4 Reasons Why Big River Steel Chose ArkansasApril 22, 2016
An interview with Mark Bula, CCO of Big River Steel
Mark Bula’s career was forged in the massive steel mills of Ohio and Illinois, the Great Lakes sector of the American steel industry. Today, as CCO of Big River Steel (BRS) located in the Arkansas Delta, Bula shares the essential reasons that brought BRS to Arkansas, which has become the nation’s hottest region for steel.
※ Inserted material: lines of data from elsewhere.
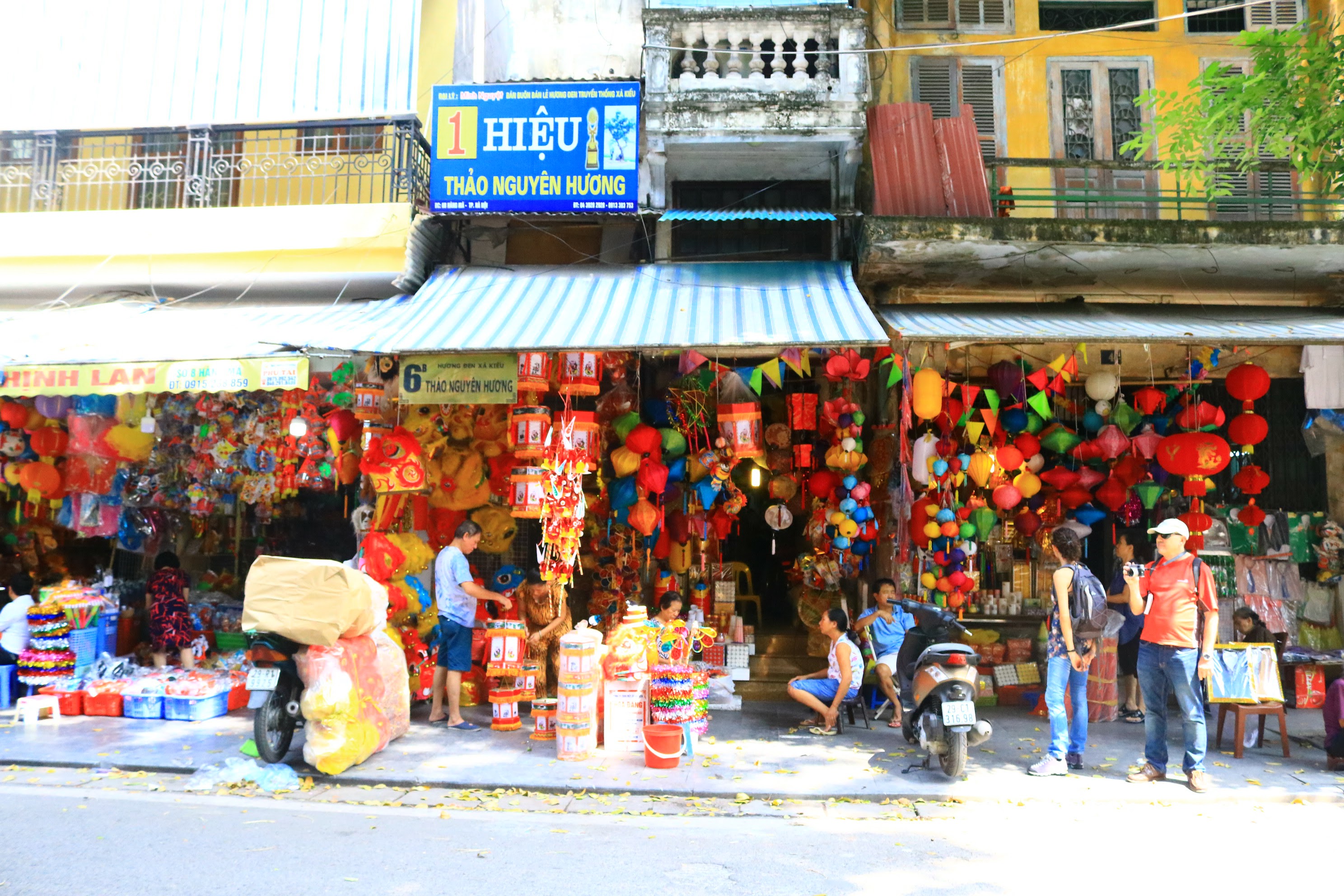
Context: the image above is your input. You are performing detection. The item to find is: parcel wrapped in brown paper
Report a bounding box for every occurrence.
[242,556,387,648]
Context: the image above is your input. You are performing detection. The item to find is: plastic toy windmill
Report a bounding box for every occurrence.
[658,619,718,663]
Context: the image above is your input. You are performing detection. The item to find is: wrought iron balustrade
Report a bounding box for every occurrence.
[0,118,430,212]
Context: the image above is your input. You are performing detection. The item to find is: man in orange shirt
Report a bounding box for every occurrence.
[1125,518,1218,794]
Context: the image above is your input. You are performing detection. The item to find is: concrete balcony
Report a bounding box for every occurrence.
[644,5,868,208]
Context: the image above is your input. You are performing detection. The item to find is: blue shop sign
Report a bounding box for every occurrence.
[429,80,640,214]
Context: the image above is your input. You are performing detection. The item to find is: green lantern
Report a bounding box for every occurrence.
[1134,480,1167,510]
[971,506,999,541]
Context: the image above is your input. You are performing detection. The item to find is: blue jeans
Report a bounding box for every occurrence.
[1139,641,1208,774]
[1045,657,1087,759]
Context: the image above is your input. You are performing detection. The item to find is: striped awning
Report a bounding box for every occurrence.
[880,302,1344,345]
[324,262,887,353]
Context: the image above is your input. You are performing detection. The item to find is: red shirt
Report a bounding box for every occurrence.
[1139,553,1218,648]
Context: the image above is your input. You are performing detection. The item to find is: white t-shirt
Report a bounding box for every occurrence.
[0,594,33,656]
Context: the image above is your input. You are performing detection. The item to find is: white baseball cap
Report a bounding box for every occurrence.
[1148,517,1190,539]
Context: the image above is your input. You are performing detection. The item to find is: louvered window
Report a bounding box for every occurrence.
[895,0,1012,32]
[910,56,1007,159]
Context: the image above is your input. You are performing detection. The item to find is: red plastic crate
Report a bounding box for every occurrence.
[84,693,121,716]
[37,685,84,716]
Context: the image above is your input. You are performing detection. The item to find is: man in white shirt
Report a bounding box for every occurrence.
[0,572,33,666]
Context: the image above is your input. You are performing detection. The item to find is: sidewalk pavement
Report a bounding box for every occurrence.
[0,703,1344,803]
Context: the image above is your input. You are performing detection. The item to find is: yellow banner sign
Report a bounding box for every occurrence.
[401,355,518,404]
[0,356,308,396]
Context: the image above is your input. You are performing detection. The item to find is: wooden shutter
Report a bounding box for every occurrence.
[1250,0,1302,29]
[899,0,952,28]
[961,59,999,159]
[957,0,1009,31]
[914,56,958,118]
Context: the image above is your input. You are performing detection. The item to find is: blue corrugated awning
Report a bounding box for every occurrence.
[658,208,836,220]
[880,302,1344,345]
[322,262,887,353]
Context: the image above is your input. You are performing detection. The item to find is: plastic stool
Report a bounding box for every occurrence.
[14,693,61,724]
[0,665,19,709]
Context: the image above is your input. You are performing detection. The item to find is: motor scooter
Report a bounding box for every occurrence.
[896,599,993,778]
[247,631,304,763]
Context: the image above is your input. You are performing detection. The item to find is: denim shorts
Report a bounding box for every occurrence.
[437,616,472,672]
[793,678,859,703]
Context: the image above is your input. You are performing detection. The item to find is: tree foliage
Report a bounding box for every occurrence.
[1122,18,1344,197]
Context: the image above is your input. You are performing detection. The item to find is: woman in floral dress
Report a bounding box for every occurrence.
[145,551,196,669]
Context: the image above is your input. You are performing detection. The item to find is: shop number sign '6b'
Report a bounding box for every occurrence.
[430,80,640,214]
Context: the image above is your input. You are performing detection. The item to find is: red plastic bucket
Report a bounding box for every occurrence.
[644,725,684,768]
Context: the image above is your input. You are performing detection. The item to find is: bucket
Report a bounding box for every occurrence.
[644,725,684,768]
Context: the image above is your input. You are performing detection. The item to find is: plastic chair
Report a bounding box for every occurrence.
[1215,703,1290,759]
[730,560,761,627]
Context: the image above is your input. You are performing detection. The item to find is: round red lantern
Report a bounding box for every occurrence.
[1232,463,1269,495]
[1227,411,1269,454]
[1157,433,1232,497]
[1226,361,1269,401]
[559,352,602,395]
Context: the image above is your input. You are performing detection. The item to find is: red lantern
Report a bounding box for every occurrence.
[1012,510,1040,539]
[1097,476,1129,513]
[1176,401,1227,430]
[1157,433,1232,497]
[994,445,1027,470]
[1227,411,1269,454]
[559,352,602,395]
[518,352,551,400]
[1232,463,1269,495]
[1224,361,1269,401]
[1092,423,1129,461]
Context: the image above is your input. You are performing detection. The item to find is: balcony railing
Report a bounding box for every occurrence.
[0,118,430,212]
[985,159,1344,222]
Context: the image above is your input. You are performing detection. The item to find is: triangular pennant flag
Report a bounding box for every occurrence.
[756,357,784,388]
[677,348,709,376]
[1027,392,1054,420]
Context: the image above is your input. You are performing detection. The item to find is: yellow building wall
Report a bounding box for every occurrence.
[860,0,1328,219]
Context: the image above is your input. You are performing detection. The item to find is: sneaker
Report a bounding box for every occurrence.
[1126,762,1167,783]
[1027,756,1069,778]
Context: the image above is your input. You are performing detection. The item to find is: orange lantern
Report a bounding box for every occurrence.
[560,411,602,469]
[559,352,602,395]
[508,466,546,520]
[1157,433,1232,497]
[508,404,551,461]
[518,352,551,395]
[719,401,765,458]
[351,383,383,422]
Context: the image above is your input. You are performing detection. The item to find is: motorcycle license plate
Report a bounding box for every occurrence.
[247,669,280,691]
[942,700,976,728]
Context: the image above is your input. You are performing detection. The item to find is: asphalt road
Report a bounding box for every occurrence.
[0,768,1344,896]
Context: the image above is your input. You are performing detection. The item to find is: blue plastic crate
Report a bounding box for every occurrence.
[121,693,164,719]
[164,691,229,721]
[70,626,102,666]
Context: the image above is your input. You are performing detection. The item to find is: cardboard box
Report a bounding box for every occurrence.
[602,681,649,752]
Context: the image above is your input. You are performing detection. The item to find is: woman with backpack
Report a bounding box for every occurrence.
[1028,527,1097,775]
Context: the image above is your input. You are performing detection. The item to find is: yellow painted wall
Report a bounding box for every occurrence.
[860,0,1328,219]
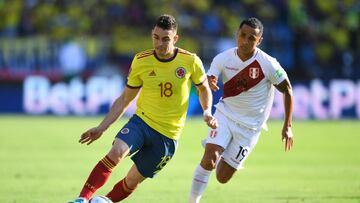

1. Power. Power. And more Power.
“Without formidable power,” says Bula, “Arkansas would not be an attractive location to steel producers.” The annual power needs for 100 homes would only power BRS for one minute. Fortunately, BRS is powered by an existing 500-kilovolt transmission line, courtesy of Entergy Arkansas. A second 500-kilovolt substation in the area ensures that BRS’s innovative electric arc melting process is online 24/7.
2. The Mississippi River.
“We cannot do what we do without direct access to the Mississippi River,” says Bula. Because BRS has customers across North America, the Mississippi River’s massive shipping capabilities are essential. Arkansas’ river access, and its advantageous central location reduce logistics costs dramatically.
3. A pro-biz Governor.
“It’s so important to work with a governor who gets things done,” says Bula. A pro-business, bottom-line focused state government is crucial when assisting enormous projects like BRS. Governor Asa Hutchinson’s active accessibility cuts red tape and accelerates timetables.
4. An economic agency who “manages the rodeo.”
Arkansas Economic Development Commission’s role was immensely helpful, according to Bula. “Having somebody who knows the state and who can bring the right people to the table is huge.” Arkansas Economic Development Commission is the Governor’s right-hand agency for business, stepping up to facilitate action.
Today, Mississippi County is among the top steel producing counties in the nation,, employing nearly 5,500 workers and playing an essential role in the state’s economy.
Big River Steel (Osceola, AR) successfully began processing steel in March. When fully operational, The Flex Mill is expected to produce 1.6M tons of niche and specialty steels currently under-supplied and much in demand in the North American market.